«Non ci faccio caso a questi giovani ribelli, diventeranno col tempo più realisti». Così rispose Margaret Thatcher all’intervistatore di Smash Hits – il giornaletto musicale allora più diffuso in Inghilterra – che le chiedeva un commento sulle decine di canzoni che chiedevano la sua cacciata. Sorrideva perfida: «Mi fa piacere che conoscano il mio nome. Ah ah ah». L’intervista, impaginata in blando stile punk – tirata fuori dagli archivi ieri pomeriggio, e ridiffusa dal Guardian – è documento prezioso di un’epoca. Uno dei tanti. Un intero decennio del rock inglese è profondamente segnato dall’icona della Signora di Ferro. Le imprese più infami (la repressione dei minatori, la guerra nelle Falkland), il neoliberismo, la desertificazione del secolare panorama industriale, produssero decine e decine di canzoni che si opponevano, gridavano contro. Che re-inventarono la musica «politica» rimasta per molti versi ferma al folk revival degli anni ’60.

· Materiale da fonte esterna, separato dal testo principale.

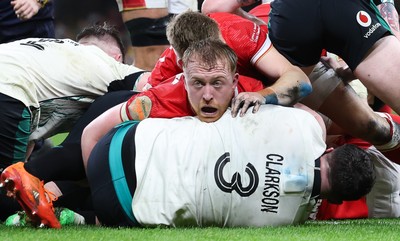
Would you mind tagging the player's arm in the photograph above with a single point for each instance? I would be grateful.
(136, 108)
(97, 129)
(291, 83)
(389, 13)
(231, 6)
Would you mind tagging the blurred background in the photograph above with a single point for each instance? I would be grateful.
(72, 15)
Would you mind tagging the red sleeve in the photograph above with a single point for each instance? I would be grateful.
(169, 99)
(247, 39)
(165, 68)
(261, 11)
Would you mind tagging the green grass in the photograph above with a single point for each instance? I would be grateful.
(363, 229)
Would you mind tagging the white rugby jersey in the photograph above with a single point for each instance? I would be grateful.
(58, 75)
(256, 170)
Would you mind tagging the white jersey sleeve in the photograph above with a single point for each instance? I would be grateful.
(58, 77)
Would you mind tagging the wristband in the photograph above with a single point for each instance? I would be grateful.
(42, 2)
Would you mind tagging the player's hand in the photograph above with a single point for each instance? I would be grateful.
(340, 67)
(25, 9)
(243, 101)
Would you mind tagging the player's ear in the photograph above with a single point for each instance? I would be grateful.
(235, 79)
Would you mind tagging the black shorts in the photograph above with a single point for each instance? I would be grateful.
(106, 184)
(15, 128)
(148, 31)
(301, 29)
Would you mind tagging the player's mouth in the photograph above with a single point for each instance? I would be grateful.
(208, 110)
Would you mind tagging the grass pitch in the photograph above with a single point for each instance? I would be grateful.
(359, 229)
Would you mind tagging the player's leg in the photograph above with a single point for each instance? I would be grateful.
(64, 162)
(109, 203)
(346, 109)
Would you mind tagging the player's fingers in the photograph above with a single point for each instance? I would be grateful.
(245, 107)
(235, 107)
(256, 107)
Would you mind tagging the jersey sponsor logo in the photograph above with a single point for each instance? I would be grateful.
(235, 184)
(271, 191)
(363, 19)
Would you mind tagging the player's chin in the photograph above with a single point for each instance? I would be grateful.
(209, 116)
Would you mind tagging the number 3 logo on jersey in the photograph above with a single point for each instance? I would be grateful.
(236, 181)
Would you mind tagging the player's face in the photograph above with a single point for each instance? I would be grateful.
(210, 89)
(109, 47)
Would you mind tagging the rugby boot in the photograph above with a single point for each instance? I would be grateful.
(30, 193)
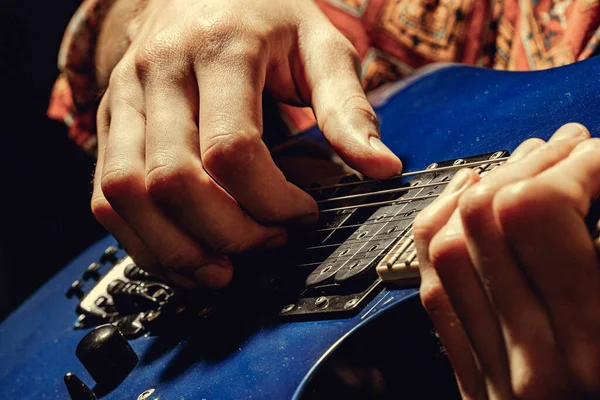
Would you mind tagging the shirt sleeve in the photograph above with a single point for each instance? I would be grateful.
(75, 96)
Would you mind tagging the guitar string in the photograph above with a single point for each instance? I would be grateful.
(404, 234)
(358, 241)
(396, 201)
(355, 241)
(378, 203)
(409, 174)
(387, 191)
(367, 223)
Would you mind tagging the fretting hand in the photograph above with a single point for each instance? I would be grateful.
(183, 178)
(510, 275)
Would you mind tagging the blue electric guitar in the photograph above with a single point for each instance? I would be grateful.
(335, 314)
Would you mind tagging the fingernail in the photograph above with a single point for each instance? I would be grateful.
(461, 178)
(179, 280)
(570, 131)
(378, 145)
(275, 242)
(214, 276)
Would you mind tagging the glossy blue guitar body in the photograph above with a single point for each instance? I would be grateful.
(446, 113)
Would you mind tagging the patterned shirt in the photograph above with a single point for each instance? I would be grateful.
(392, 37)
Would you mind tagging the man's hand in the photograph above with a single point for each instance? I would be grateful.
(510, 275)
(183, 178)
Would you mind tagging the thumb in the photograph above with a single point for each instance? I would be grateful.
(343, 112)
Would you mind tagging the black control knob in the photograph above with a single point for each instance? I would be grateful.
(110, 255)
(107, 355)
(77, 389)
(75, 290)
(91, 272)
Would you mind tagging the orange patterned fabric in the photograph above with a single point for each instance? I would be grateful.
(394, 37)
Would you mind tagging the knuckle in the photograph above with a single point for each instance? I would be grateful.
(167, 181)
(474, 201)
(230, 246)
(102, 210)
(433, 297)
(159, 52)
(356, 104)
(122, 74)
(448, 253)
(209, 36)
(119, 184)
(180, 258)
(230, 152)
(512, 199)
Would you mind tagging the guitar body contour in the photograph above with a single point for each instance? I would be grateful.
(446, 113)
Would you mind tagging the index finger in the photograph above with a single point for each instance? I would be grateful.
(232, 150)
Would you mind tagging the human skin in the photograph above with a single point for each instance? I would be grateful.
(511, 276)
(183, 178)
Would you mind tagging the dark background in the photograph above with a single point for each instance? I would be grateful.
(44, 178)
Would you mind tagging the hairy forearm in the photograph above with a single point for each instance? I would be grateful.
(115, 37)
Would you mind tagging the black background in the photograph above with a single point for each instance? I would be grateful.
(44, 178)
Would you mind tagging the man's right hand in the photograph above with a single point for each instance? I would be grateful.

Ci fu chi, come Billy Bragg, spiegò tra il serio e il faceto che la Thatcher era stata la sua unica ispirazione. Si calò nei panni di un Woody Guthrie redivivo e sostenne la lotta dei minatori: «Ero un minatore/ ero un portuale – cantava in Beetween the wars, in prima serata alla tv – Ho tirato avanti una famiglia in tempi di austerità (…) Ho continuato a crederci e a votare/ non per il pugno di ferro ma per darci tutti una mano». L’ex mod Paul Weller guardava intanto a Curtis Mayfield, Marvin Gaye, e al soul politico degli anni ’60: «Questa è gente che combatte per la sua comunità – cantava dei minatori in Soul Deep – Non dire che la lotta non ti riguarda, anche tu sei classe operaia». Elvis Costello mise assieme Robert Wyatt e persino Chet Baker per il melò operaio di quelli «che costruiscono le navi» (Shipbuiding), e siccome c’è la guerra delle Falkland e un po’ di lavoro, si potrà comprare «un cappotto nuovo per mia moglie e una bicicletta per i ragazzi (ma ne vale la pena?)». Gli Specials, amanti dello ska, simbolo vivente della nuova multiculturalità inglese, cantavano a loro volta una «città fantasma», coi club e i bar tutti chiusi: «Il governo ha messo i ragazzi ai margini/ lavoro non ce n’è/ non si può andare davanti». E così via.

A noi quaggiù, impastoiati nei nostri anni ’80, la cosa parve quanto meno eccitante, e nuova. La Thatcher un nemico chiaro, finalmente. Avevamo messo nel cassetto la nostra canzone politica degli anni ’70, e ora la ritrovavamo in forme nuove. Forse a posteriori ingenue tanto quanto lo erano state le nostre canzoni di lotta, ma guidate da una ricerca dell’egemonia e dell’elemento collettivo del rock e del pop, che ci era sfuggito in quella maledetta fine d’epoca. Which side are you on? Da che parte stai? Cantava ancora Billy Bragg, come Guthrie, in quegli anni. L’apparizione della Thatcher – che odiava la cultura ma fu musa dell’imprenditoria culturale (era solo l’antipasto di quel che sarebbe venuto dopo, a noi toccò il berlusconismo e amen) – ci insegnò a far bene i conti: con la musica pop, il suo valore, la sua posizione nel conflitto sociale. Perciò gli stessi sogni esotici, erotici, fantastici, immaginati dai Duran Duran, il girl power delle Spice Girls e tanta parte del pop inglese di allora furono sottilmente thatcheriani (sociologicamente, diciamo così, per quanto Gary Kemp degli Spandau Ballet si professasse socialista).

Il decennio, esausto, si chiuse nel segno dell’invettiva. La cultura imprenditoriale fai-da-te dei rave party, nel frattempo, aveva spazzato via anche il concetto un po’ legnoso di musica politica, ma questa è un’altra storia. Nel 1989 Elvis Costello cantò la sua attesa del giorno in cui avrebbe potuto buttare terra nella fossa di Margaret («quando l’Inghilterra era una puttana/ Margaret gestiva il bordello»). L’anno prima Morrissey, cantore decadente delle epoche sterminate dagli anni ’80, chiuse il suo album Viva Hate con una filastrocca che diceva: «ha un bellissimo sogno/ La gente carina/ vuole Margaret sulla ghigliottina». Il giorno dopo si presentarono i poliziotti a casa, dice la leggenda, a cercare la ghigliottina. Non la trovarono, chiesero l’autografo e se ne andarono.